Pravdoshukach Newspaper investigation exposed totally unfair and corrupted practices of the European Court of Human Rights (ECHR), sacrificing elementary principles of procedural fairness for the sake of shadowy politics and selective justice. Instead of improving own effectiveness and accountability, the Court seeks excuses to wave away 9 petitions of 10 and punishes lawyers for persistent petitioning. ECHR press service confirmed shocking fact of making criminal accusations against lawyer without any public hearings but denied the tendency that for now the right to individual petition before ECHR is a broken promise.

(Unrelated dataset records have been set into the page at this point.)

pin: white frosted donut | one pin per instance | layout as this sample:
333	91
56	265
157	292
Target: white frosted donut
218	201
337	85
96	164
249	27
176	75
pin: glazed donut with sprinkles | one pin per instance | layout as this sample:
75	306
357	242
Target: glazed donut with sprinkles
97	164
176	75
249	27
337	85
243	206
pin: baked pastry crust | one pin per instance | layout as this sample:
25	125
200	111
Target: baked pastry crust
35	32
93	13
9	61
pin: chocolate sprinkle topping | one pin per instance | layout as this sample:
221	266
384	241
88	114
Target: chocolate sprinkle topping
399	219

12 December 2018 ECHR issued press-release, accusing Ukrainian lawyer Nataliya Tselovalnichenko in “fraudulent and abusive behavior”, announcing her permanent disbarment from representing applicants before the Court. Near 200 of pending applicants she represents are deprived of legal assistance due to a backstage decision of ECHR, “based on the presumption of guilt of an attorney”, as it put Lidia Izovitova, head of the Bar Council of Ukraine.
Ms. Tselovalnichenko, leader of Luhansk Human Rights Protection Group and advocate for many victims of war in Donbass and Chernobyl disaster, said that such criminal accusations were made without proper investigation and due process of law as possible revenge for her support of mass petitioning for compensations of damages caused during the armed conflict at Eastern Ukraine. In her words, she wasn’t informed about details of incriminated misconduct and was unable to defend own innocence before the Court; full text of the ECHR decision with factual and legal explanation is absent; she can’t even appeal.

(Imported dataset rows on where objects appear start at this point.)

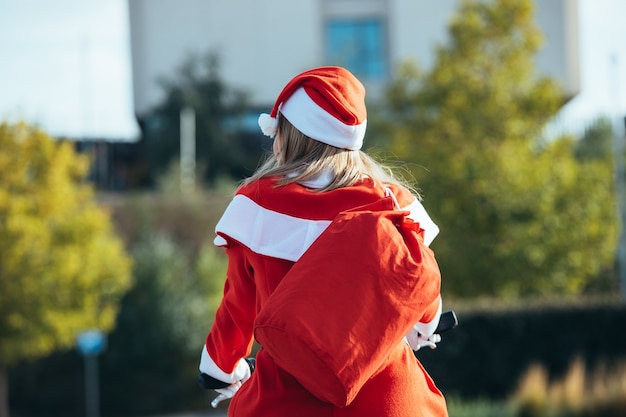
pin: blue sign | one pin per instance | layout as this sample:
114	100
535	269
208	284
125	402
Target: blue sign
91	342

Minister of Justice of Ukraine Pavlo Petrenko in short comment to Pravdoshukach Newspaper said it is “strange” that ECHR doesn’t published the decision on disbarment of Ms. Tselovalnichenko, but assured that he completely trusts all ECHR decisions and will never question its reasons.
Answering to our request, ECHR Press Unit explained that “it was an internal decision of a procedural nature and as such is not, as a matter of common practice, rendered in the form of a public text. The Court has on other occasions had to take this kind of decision where it has found the conduct of an applicant’s representative to be problematic”.
Fair public trial, the presumption of innocence, and evidential proof of guilt beyond the reasonable doubt are universally recognized standards of procedural justice. All this was ignored in the case of Nataliya Tselovalnichenko.
Shady politics, conflicts of interests and austerity measures make European Court of Human Rights practically incapable to deal fairly with individual applications about violations of the Convention for the Protection of Human Rights and Fundamental Freedoms.
This special issue of Pravdoshukach Newspaper is dedicated to corruption and lack of procedural justice in the European Court of Human Rights.